In Italia c’è già chi cerca di correre ai ripari. Il Consorzio di tutela dei Vini d’Abruzzo è appena uscito con un comunicato stampa dal titolo eloquente: “Approvati interventi straordinari per salvaguardare il mercato dei vini d’Abruzzo”. In gdo il Montepulciano d’Abruzzo, terza denominazione italiana per fatturato nel settore, è calato dell’11,1%, mentre il Trebbiano d’Abruzzo è sceso del 6,7%. Il Consorzio ora annuncia che “verrà regolamentato lo stoccaggio dei vini, in modo da gestire i volumi di prodotto disponibili, con il blocage del 20% di Montepulciano d’Abruzzo Doc rivendicato nell’annata 2022” (dal provvedimento sono esclusi il vino biologico e il vino delle cantine che imbottigliano tutta la loro produzione).

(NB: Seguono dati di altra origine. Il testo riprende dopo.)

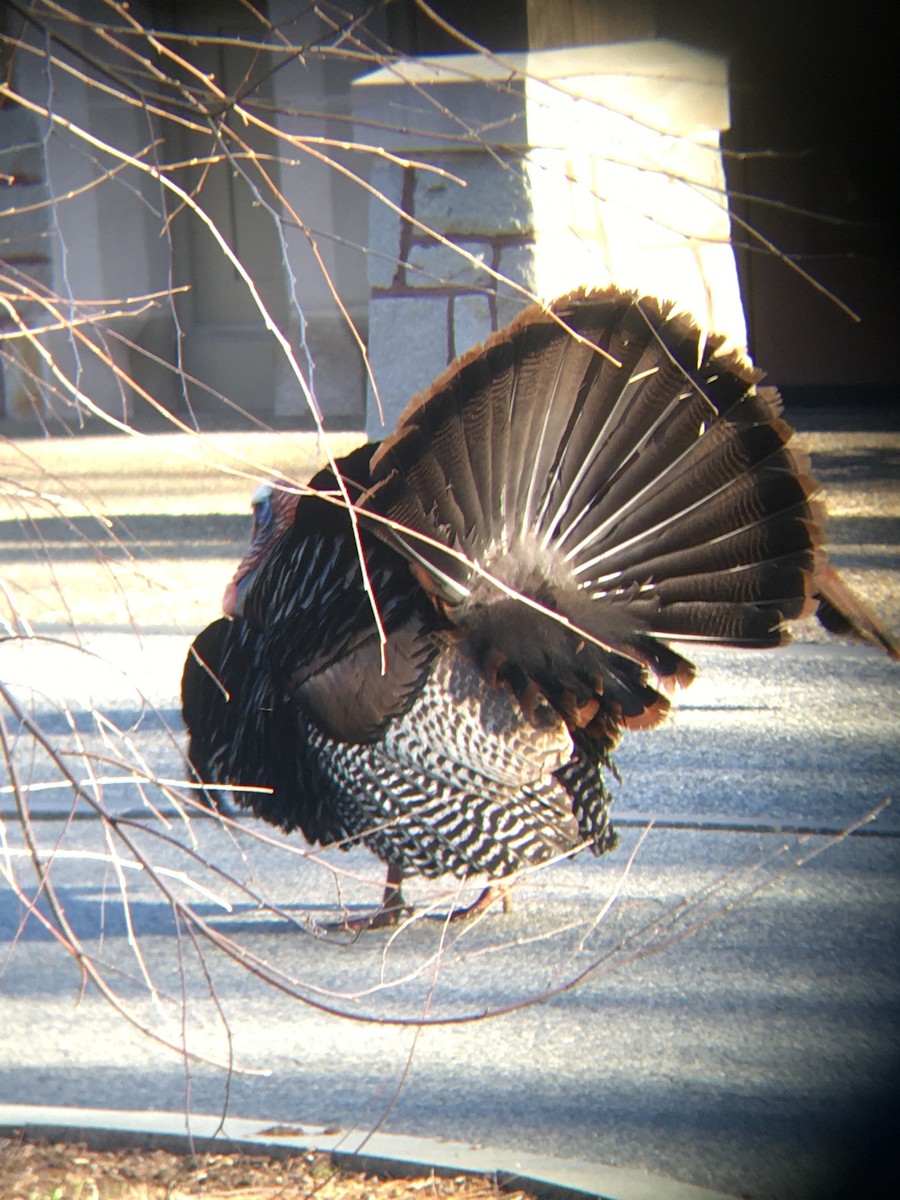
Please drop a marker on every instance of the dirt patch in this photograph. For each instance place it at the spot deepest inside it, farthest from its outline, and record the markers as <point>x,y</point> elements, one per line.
<point>73,1171</point>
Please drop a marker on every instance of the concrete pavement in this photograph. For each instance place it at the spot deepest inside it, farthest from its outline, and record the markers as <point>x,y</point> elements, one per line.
<point>720,1009</point>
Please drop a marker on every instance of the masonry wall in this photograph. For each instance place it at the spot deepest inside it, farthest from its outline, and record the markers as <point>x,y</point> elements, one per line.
<point>451,257</point>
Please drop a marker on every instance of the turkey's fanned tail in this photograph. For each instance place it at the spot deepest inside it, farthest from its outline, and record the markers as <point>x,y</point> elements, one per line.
<point>610,465</point>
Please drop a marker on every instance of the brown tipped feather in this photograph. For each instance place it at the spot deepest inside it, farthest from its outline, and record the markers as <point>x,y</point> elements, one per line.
<point>843,612</point>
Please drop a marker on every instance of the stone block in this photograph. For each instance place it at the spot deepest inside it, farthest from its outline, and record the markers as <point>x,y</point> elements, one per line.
<point>384,223</point>
<point>433,264</point>
<point>487,197</point>
<point>516,264</point>
<point>472,322</point>
<point>408,342</point>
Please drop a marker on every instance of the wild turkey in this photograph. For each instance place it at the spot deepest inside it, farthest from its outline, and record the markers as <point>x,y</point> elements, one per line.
<point>567,504</point>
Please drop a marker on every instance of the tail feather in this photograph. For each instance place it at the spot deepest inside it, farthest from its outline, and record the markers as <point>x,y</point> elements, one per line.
<point>630,481</point>
<point>841,612</point>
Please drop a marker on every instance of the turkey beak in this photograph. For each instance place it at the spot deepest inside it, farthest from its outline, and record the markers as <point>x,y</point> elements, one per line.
<point>231,599</point>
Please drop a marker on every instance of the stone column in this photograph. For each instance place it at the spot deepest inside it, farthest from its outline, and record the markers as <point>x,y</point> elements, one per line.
<point>528,175</point>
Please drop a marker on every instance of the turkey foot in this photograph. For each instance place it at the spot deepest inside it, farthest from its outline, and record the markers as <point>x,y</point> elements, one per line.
<point>389,912</point>
<point>490,895</point>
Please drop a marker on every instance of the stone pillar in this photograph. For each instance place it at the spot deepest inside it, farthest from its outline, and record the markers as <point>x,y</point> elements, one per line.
<point>533,174</point>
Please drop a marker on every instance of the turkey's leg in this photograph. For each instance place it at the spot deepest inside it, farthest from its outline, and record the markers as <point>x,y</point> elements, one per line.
<point>390,910</point>
<point>490,895</point>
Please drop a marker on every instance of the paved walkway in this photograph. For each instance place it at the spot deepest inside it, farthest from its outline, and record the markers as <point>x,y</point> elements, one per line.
<point>717,1003</point>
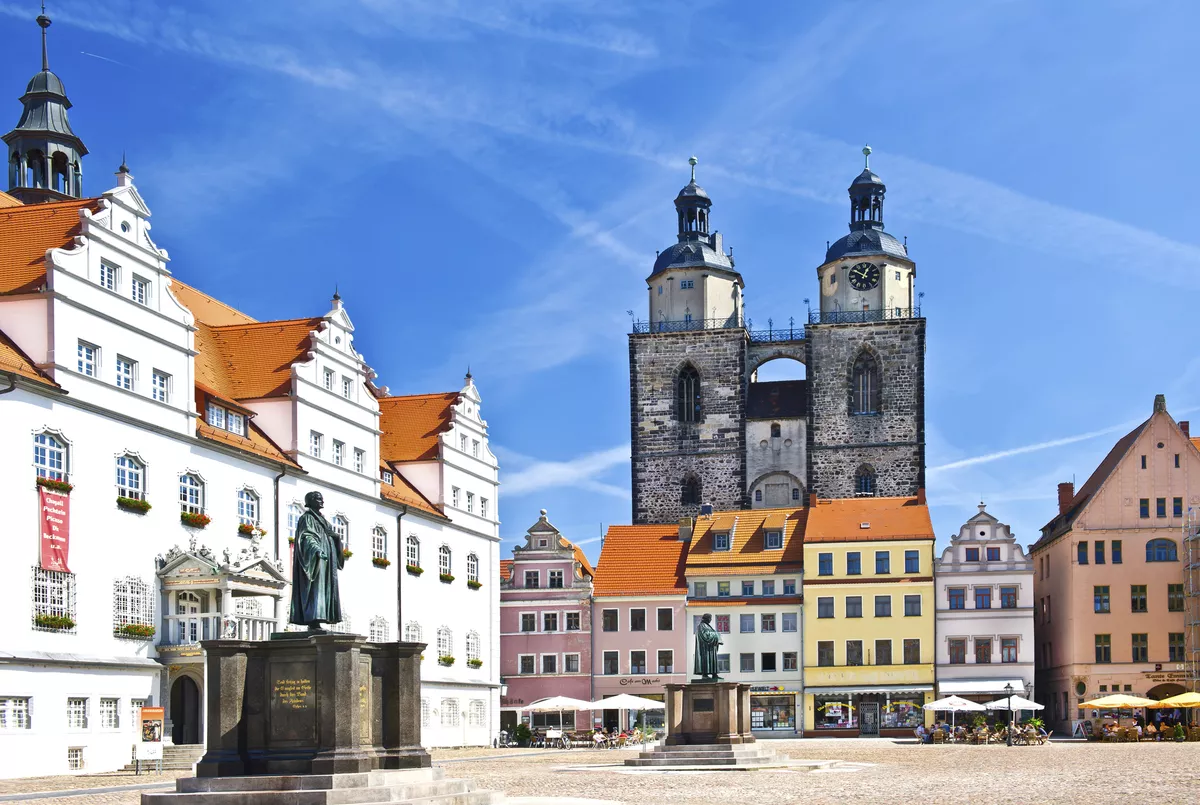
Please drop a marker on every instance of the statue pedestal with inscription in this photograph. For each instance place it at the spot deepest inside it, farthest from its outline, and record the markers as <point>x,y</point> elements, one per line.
<point>317,703</point>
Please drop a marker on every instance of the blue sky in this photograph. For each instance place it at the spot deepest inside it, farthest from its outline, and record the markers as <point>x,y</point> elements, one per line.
<point>487,184</point>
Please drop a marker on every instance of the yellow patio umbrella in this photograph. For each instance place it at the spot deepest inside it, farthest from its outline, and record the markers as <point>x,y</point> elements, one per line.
<point>1119,702</point>
<point>1181,701</point>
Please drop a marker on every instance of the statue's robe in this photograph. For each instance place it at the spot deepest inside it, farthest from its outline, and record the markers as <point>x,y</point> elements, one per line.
<point>316,559</point>
<point>707,640</point>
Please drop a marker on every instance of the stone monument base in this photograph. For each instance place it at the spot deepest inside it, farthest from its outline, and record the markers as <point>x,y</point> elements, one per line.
<point>708,713</point>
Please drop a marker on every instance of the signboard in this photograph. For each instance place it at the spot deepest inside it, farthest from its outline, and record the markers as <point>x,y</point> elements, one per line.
<point>55,523</point>
<point>149,746</point>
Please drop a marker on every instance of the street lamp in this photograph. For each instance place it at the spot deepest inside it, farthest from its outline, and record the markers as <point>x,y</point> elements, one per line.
<point>1008,733</point>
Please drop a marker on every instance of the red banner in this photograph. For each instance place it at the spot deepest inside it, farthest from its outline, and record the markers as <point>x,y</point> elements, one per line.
<point>55,528</point>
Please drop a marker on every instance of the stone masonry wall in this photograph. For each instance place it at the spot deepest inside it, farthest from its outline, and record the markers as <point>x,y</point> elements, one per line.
<point>892,442</point>
<point>666,450</point>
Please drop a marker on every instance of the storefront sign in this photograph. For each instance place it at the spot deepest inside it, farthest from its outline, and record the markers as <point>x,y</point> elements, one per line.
<point>55,521</point>
<point>149,746</point>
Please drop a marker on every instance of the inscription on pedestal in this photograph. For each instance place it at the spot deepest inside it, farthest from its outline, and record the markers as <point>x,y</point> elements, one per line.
<point>293,702</point>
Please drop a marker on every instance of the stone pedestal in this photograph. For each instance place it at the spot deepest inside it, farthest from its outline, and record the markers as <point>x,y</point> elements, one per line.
<point>312,703</point>
<point>708,713</point>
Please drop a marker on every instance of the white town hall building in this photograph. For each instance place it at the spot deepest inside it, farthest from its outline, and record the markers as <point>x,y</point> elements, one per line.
<point>159,445</point>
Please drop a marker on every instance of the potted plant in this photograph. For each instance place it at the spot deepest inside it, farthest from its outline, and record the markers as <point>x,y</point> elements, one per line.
<point>133,504</point>
<point>57,486</point>
<point>195,518</point>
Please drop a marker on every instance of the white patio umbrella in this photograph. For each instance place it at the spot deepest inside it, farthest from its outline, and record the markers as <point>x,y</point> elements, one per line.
<point>954,704</point>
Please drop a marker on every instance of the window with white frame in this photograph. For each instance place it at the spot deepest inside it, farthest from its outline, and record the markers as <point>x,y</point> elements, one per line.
<point>126,370</point>
<point>247,508</point>
<point>160,385</point>
<point>88,356</point>
<point>54,600</point>
<point>132,604</point>
<point>109,714</point>
<point>191,494</point>
<point>378,542</point>
<point>77,713</point>
<point>108,276</point>
<point>130,479</point>
<point>49,457</point>
<point>15,713</point>
<point>449,713</point>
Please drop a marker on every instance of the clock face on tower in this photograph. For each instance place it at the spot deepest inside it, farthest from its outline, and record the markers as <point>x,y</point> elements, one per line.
<point>864,276</point>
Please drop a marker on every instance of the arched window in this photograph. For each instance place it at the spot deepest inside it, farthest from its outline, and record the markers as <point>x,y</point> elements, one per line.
<point>864,482</point>
<point>413,547</point>
<point>49,457</point>
<point>1162,551</point>
<point>689,398</point>
<point>191,494</point>
<point>864,385</point>
<point>247,508</point>
<point>130,479</point>
<point>342,528</point>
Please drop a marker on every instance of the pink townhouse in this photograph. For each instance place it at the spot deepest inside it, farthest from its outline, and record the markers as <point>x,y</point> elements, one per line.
<point>639,607</point>
<point>545,628</point>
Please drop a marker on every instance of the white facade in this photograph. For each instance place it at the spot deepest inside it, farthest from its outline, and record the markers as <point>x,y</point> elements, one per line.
<point>107,313</point>
<point>984,625</point>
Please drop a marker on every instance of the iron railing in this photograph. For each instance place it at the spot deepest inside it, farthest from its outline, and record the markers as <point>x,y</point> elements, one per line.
<point>858,317</point>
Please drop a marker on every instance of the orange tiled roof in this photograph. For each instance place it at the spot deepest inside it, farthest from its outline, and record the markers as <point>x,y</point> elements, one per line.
<point>28,232</point>
<point>207,308</point>
<point>748,541</point>
<point>888,518</point>
<point>13,359</point>
<point>411,425</point>
<point>641,560</point>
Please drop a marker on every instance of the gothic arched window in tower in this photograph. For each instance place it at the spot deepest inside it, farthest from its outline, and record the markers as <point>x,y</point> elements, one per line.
<point>688,395</point>
<point>864,385</point>
<point>690,491</point>
<point>864,481</point>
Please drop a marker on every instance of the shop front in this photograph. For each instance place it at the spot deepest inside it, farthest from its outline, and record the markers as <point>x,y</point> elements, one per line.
<point>867,712</point>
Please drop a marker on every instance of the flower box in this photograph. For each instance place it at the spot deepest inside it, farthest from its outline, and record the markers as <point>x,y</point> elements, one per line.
<point>133,504</point>
<point>195,520</point>
<point>54,623</point>
<point>58,486</point>
<point>136,631</point>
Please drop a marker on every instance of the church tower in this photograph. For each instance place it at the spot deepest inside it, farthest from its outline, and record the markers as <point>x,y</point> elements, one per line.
<point>43,152</point>
<point>867,360</point>
<point>687,370</point>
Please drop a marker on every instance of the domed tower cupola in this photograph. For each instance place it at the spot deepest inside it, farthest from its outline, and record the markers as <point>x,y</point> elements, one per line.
<point>43,152</point>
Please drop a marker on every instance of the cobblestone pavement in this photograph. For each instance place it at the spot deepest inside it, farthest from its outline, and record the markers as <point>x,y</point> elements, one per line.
<point>873,772</point>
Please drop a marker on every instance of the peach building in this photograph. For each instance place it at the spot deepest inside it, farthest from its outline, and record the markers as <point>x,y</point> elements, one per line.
<point>1109,581</point>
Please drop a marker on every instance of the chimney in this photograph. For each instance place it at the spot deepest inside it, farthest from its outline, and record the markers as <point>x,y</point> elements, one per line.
<point>1066,494</point>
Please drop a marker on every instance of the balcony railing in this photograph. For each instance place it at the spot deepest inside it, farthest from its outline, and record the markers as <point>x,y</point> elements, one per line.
<point>859,317</point>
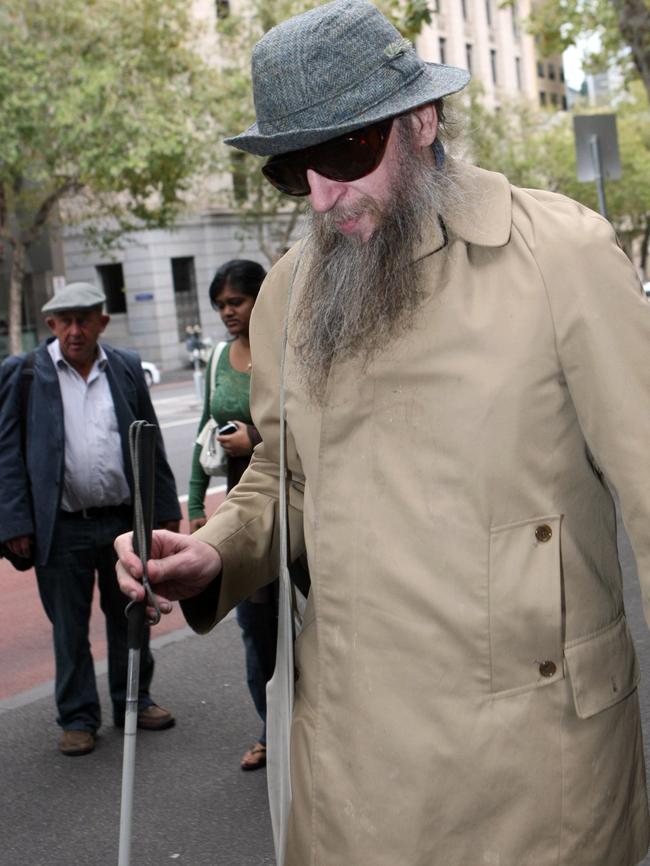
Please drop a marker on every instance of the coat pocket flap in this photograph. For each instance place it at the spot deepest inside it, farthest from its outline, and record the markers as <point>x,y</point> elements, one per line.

All’estero non è che vadano meglio, e le contromisure richieste sono drastiche. Ho già raccontato che a Bordeaux si cercano i fondi per l’espianto di 15 mila ettari di vigneto. Secondo quanto racconta la rivista francese Vitisphere, c’è che chiede interventi straordinari di regolazione della produzione anche per due grandi denominazioni di origine della Spagna, Rioja e Rueda (la prima celebre per i rossi, l’altra grande produttrice di bianchi). Nella Rueda, la più rappresentativa organizzazione professionale agricola, l’Asaja, domanda la vendemmia verde su una fetta piuttosto ampia della denominazione. Nella Rioja le giacenze in aumento hanno spinto alcuni sindacati agricoli a chiedere vendemmia verde e distillazione di crisi. Chi pensa che le vicende francesi e spagnole non pesino sul vino italiano si sbaglia di grosso. La competizione è globale, e gli eccessi produttivi di un paese gravano indirettamente sull’altro. Soprattutto quando si sta parlando dei tre maggiori paesi viticoli europei. Temo dunque che sia tempo di ripensare la viticoltura europea. Totalmente. La domanda è: abbiamo in Italia, in Francia e in Sogna politici lungimiranti in grado di farlo? Ognuno si dia la risposta. Io dico solo che, pur non essendone felice, la congiuntura mi pare quella potenzialmente adatta alla riforma: da un lato il calo dei comsumi, dall’altro le spinte “proibizioniste”; in un simile scenario, chi si opporrebbe a una politica indirizzata a produrre meno vino?